Krímov tenía ganas de participar en la conversación, de decir que probablemente entre los alemanes asesinados por Bulátov había obreros, revolucionarios, internacionalistas… Era importante tener aquello presente, de lo contrario corrían el riesgo de convertirse en ultranacionalistas. Pero Nikolái Grigórievich no dijo nada. Aquellos pensamientos no eran necesarios para la guerra; en lugar de armar, desarmaban.
Ceceando, el blancuzco Solodki contó cómo había matado a ocho alemanes el día antes. Luego añadió:
– Soy un koljosiano de Umansk. Lo que los fascistas hicieron en mi pueblo fue increíble. Yo también perdí un poco de sangre: me hirieron tres veces. Eso es lo que me hizo dejar de ser koljosiano y convertirme en francotirador.
Lúgubre, Tókarev explicó la mejor manera de escoger un apostadero en una carretera transitada por los alemanes para ir a la cocina o a buscar agua, y añadió:
– Mi mujer me escribe contándome lo que han pasado los que han sido hechos prisioneros cerca de Mozhaev; han matado a mi hijo porque le llamé Vladimir Ilich.
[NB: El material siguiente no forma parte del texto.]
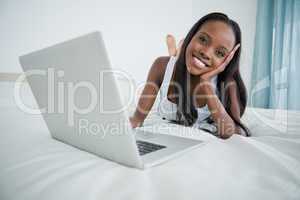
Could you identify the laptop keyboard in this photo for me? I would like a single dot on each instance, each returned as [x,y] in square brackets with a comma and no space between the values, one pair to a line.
[147,147]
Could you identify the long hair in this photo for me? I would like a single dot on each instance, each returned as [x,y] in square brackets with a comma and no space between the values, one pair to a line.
[186,111]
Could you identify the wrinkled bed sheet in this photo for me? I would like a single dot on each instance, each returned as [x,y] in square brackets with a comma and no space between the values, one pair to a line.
[264,166]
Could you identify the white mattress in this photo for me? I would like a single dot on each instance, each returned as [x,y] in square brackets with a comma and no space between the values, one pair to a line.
[265,166]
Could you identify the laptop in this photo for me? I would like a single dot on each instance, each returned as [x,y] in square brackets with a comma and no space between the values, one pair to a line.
[77,93]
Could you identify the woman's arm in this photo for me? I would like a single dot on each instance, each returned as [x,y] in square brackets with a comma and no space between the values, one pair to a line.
[148,96]
[225,124]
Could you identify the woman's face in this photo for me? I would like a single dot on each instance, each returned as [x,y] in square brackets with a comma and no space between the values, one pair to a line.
[209,47]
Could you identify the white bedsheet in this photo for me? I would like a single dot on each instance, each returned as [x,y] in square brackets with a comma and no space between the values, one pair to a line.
[266,166]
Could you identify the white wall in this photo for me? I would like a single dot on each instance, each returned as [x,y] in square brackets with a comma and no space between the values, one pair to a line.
[134,30]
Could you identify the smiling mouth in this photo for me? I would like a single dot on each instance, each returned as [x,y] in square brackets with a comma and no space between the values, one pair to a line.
[198,63]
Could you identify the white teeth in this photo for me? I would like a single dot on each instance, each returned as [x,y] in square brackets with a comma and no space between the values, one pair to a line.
[198,62]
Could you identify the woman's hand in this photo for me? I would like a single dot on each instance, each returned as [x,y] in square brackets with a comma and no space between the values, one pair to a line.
[171,44]
[135,122]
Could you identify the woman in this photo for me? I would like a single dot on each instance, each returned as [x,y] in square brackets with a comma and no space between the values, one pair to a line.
[204,77]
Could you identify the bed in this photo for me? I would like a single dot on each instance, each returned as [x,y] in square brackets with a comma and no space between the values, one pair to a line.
[264,166]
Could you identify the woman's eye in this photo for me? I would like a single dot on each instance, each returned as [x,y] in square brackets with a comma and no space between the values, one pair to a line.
[203,40]
[220,54]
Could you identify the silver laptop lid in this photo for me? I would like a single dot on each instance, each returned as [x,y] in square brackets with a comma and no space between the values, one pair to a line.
[76,91]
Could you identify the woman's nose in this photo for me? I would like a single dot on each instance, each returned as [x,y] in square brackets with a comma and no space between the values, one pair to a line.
[204,55]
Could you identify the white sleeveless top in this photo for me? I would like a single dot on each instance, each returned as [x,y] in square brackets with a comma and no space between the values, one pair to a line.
[167,109]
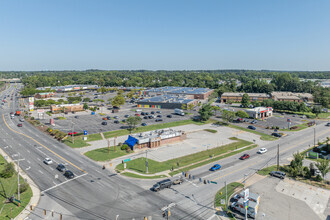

Jalímov, excitado, explicó:
– Nunca me apresuro. Disparo cuando el corazón me lo dice. Cuando llegué al frente me hice amigo del sargento Gúrov; yo le enseñé uzbeco y él a mí ruso. Lo mató un alemán, y yo abatí a doce de ellos. Cogí los prismáticos del oficial y me los colgué al cuello: he seguido sus indicaciones, camarada instructor político.
Había algo terrible en los informes de aquellos franco-tiradores. Durante toda su vida Krímov se había burlado de las medrosas almas intelectuales, se había burlado de Yevguenia Nikoláyevna y Shtrum que lamentaban los sufrimientos que habían soportado los deskulakizados durante el periodo de la colectivización. A propósito de los acontecimientos de 1937, le había dicho a Yevguenia: «No es terrible que liquidemos a nuestros enemigos, al diablo con ellos; lo terrible es cuando dispararnos contra los nuestros».
Ahora deseaba decir que nunca había vacilado, que siempre había estado dispuesto a eliminar a aquellos canallas de los guardias blancos, a los rastreros de los mencheviques y los eseristas, a los popes, a los kulaks, que nunca había sentido la menor piedad hacia los enemigos de la Revolución, pero que, sin embargo, no podía alegrarse de que, junto a los fascistas, se aniquilara a los obreros alemanes. Había algo terrible en los relatos de los francotiradores, aunque supieran bien en nombre de qué actuaban así.